General medicine has made great advances since the days of Hahnemann; notably in the sciences of biology, physiology, pathology and bacteriology. Research and discovery in these fields have revealed facts which not only tend to confirm, but to elucidate the essential principles of homoeopathy. This has not escaped the notice of certain of the leaders in the dominant school of medicine, although for obvious reasons they prefer not to enlarge upon it publicly. Having made and announced an important discovery in medical science, it is not flattering to one’s vanity to be shown that in all essential points the same discovery was made announced and put to use in the better way more than a century ago, by one who has been held up to obloquy and scorn by a large part of the profession ever since.

Modern biological science has confirmed homoeopathists anew in their belief that in homoeopathy they have not only the basic law of therapeutic medication, but also of all tissue reaction. Study of the reactions of protoplasm to stimuli (Chemical, electrical and mechanical) has led to the formulation of the biological law now universally accepted viz; *”The same agent which in relatively large quantities damages or destroys activity, will in relatively small quantities stimulate it”.

This is substantially a statement of the well-known law upon which homoeopathy is based. It establishes a firm foundation for a practical system of a therapeutic medication formulated by the methods of pure experimental science. It leads naturally and logically to systematic experimentation with drugs upon healthy, living subjects to determine their natural tissue relations and organic affinities and the kind of reactions their administration arouses.

Stuart Close
Stuart M. Close (1860-1929)
Dr. Close was born November 24, 1860 and came to study homeopathy after the death of his father in 1879. His mother remarried a homoeopathic physician who turned Close's interests from law to medicine.
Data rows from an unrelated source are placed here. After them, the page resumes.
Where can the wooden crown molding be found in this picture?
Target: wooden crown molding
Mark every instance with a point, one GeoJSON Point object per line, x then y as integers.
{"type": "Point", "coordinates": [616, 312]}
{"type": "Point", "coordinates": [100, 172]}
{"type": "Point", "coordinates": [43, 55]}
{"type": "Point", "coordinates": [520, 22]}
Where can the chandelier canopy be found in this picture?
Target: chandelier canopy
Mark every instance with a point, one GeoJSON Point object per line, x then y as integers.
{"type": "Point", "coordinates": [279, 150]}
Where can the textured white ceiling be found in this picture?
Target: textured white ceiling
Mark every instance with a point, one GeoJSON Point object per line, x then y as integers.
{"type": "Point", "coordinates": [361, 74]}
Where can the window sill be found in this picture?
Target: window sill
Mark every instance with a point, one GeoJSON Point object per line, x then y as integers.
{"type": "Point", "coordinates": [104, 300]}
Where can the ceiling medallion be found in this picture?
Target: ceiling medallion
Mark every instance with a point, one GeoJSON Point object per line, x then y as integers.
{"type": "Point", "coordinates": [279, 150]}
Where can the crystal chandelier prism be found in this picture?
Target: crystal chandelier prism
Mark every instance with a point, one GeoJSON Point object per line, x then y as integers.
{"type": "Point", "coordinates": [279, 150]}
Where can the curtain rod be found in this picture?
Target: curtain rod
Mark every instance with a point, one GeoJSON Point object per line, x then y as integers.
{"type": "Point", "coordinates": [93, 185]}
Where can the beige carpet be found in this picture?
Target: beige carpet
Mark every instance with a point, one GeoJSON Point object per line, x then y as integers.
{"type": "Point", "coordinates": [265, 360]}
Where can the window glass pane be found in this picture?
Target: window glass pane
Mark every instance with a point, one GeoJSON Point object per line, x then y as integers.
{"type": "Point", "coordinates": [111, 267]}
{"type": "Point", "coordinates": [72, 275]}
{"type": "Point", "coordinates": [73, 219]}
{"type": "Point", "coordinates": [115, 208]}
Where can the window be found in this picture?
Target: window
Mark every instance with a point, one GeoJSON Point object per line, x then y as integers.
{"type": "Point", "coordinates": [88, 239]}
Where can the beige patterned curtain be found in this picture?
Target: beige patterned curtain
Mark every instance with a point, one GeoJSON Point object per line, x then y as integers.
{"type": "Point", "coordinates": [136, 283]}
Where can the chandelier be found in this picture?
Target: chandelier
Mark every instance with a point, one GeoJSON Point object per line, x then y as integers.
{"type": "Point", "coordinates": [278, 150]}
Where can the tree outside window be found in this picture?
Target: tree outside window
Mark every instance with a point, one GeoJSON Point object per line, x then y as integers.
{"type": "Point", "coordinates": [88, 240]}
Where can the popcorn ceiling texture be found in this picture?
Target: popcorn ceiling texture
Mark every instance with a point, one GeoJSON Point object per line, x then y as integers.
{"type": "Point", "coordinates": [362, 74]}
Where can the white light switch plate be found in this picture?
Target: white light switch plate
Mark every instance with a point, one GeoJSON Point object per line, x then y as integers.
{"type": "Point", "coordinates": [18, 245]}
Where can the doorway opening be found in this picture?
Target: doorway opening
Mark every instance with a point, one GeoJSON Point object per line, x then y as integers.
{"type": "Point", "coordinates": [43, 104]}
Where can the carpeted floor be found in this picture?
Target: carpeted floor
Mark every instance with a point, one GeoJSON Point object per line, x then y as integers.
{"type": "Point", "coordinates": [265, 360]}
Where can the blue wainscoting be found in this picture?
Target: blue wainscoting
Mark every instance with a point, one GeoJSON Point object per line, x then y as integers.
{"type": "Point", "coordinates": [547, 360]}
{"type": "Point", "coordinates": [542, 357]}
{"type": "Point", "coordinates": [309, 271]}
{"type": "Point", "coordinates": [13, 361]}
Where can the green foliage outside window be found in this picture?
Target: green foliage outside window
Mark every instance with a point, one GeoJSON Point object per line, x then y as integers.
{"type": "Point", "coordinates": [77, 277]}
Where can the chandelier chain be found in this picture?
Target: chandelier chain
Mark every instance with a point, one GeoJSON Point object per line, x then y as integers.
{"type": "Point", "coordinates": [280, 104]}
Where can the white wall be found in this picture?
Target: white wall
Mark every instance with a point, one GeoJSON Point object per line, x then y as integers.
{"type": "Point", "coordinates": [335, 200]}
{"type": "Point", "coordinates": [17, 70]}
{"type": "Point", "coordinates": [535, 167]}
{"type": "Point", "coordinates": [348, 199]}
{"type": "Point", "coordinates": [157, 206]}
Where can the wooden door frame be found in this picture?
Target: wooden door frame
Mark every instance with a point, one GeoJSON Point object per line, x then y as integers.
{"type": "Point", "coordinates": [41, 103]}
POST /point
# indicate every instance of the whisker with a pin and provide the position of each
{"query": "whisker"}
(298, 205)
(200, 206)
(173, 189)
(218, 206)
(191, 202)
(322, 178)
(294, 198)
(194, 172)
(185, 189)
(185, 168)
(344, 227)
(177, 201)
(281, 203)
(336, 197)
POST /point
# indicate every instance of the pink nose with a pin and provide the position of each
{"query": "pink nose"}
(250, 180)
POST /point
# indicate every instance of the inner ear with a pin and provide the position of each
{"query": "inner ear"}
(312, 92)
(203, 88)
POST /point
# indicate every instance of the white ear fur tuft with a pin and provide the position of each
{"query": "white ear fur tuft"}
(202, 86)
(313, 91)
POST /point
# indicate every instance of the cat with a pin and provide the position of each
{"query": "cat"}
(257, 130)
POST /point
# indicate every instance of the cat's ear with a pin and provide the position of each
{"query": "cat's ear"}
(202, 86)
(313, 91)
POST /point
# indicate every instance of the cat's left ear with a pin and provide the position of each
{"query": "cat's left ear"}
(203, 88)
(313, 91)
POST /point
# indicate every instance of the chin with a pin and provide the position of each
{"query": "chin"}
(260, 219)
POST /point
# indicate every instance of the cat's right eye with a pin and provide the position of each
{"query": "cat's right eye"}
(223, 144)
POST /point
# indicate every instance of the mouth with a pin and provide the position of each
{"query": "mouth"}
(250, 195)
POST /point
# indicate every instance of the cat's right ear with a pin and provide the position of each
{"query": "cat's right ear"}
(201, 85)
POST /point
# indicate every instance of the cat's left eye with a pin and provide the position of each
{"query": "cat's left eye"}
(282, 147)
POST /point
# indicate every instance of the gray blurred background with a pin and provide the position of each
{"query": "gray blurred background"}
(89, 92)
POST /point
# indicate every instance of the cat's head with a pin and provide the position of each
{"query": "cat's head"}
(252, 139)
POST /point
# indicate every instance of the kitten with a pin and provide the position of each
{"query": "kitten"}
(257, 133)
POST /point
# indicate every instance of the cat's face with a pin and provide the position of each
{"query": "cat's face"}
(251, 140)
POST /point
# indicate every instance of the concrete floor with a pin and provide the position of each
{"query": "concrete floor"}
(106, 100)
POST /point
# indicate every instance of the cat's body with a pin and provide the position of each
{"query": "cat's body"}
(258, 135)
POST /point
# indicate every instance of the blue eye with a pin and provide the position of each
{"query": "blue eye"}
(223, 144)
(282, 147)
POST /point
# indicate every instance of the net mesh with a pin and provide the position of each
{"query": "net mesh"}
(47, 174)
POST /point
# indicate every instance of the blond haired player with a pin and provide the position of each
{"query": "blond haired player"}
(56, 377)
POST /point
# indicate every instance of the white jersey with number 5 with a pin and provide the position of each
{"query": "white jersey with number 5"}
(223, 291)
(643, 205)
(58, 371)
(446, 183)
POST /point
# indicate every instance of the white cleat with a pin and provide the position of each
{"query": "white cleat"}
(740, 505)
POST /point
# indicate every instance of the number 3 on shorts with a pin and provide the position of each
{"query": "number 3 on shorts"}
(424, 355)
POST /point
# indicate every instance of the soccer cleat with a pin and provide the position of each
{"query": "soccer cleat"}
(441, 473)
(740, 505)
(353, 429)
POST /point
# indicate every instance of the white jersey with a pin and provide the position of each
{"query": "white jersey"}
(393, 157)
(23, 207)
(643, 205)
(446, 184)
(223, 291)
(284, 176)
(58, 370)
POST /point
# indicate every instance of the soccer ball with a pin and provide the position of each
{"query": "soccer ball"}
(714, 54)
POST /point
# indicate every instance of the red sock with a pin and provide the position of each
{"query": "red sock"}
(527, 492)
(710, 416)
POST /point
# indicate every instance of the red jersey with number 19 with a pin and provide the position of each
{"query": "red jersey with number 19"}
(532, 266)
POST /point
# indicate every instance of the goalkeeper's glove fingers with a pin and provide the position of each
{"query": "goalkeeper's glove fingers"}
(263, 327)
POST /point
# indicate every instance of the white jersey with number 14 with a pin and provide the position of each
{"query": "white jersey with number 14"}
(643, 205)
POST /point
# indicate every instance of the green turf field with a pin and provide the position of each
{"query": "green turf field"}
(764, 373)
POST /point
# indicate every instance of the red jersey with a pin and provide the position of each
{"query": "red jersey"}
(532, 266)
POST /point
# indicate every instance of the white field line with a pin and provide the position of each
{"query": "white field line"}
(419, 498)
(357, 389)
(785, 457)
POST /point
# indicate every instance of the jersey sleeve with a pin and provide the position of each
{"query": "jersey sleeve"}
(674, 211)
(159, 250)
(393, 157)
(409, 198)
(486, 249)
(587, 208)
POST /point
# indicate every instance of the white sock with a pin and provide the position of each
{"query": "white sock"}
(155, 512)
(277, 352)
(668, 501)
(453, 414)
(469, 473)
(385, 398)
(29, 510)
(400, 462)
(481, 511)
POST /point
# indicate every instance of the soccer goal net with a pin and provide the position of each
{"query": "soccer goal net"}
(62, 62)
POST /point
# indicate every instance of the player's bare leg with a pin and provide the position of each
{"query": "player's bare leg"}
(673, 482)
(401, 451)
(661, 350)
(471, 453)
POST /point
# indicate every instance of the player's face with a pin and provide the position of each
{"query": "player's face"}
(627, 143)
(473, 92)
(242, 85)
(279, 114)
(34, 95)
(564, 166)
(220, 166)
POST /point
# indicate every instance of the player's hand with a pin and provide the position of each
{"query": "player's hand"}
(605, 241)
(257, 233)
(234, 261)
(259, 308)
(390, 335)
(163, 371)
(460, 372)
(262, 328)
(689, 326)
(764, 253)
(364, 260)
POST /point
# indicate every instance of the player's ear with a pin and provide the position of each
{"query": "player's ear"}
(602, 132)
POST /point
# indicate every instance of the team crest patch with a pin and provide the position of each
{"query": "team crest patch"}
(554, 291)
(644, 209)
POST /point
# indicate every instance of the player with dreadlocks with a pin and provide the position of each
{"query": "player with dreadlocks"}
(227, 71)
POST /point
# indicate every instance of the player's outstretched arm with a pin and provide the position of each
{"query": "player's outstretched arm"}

His stepfather helped him study the Organon and he attended medical school in California for two years. Finishing his studies at New York Homeopathic College he graduated in 1885. Completing his homeopathic education. Close preceptored with B. Fincke and P. P. Wells.

Setting up practice in Brooklyn, Dr. Close went on to found the Brooklyn Homoeopathic Union in 1897. This group devoted itself to the study of pure Hahnemannian homeopathy.

In 1905 Dr. Close was elected president of the International Hahnemannian Association. He was also the editor of the Department of Homeopathic Philosophy for the Homeopathic Recorder. Dr. Close taught homeopathic philosophy at New York Homeopathic Medical College from 1909-1913.

Dr. Close's lectures at New York Homeopathic were first published in the Homeopathic Recorder and later formed the basis for his masterpiece on homeopathic philosophy, The Genius of Homeopathy.

Dr. Close passed away on June 26, 1929 after a full and productive career in homeopathy.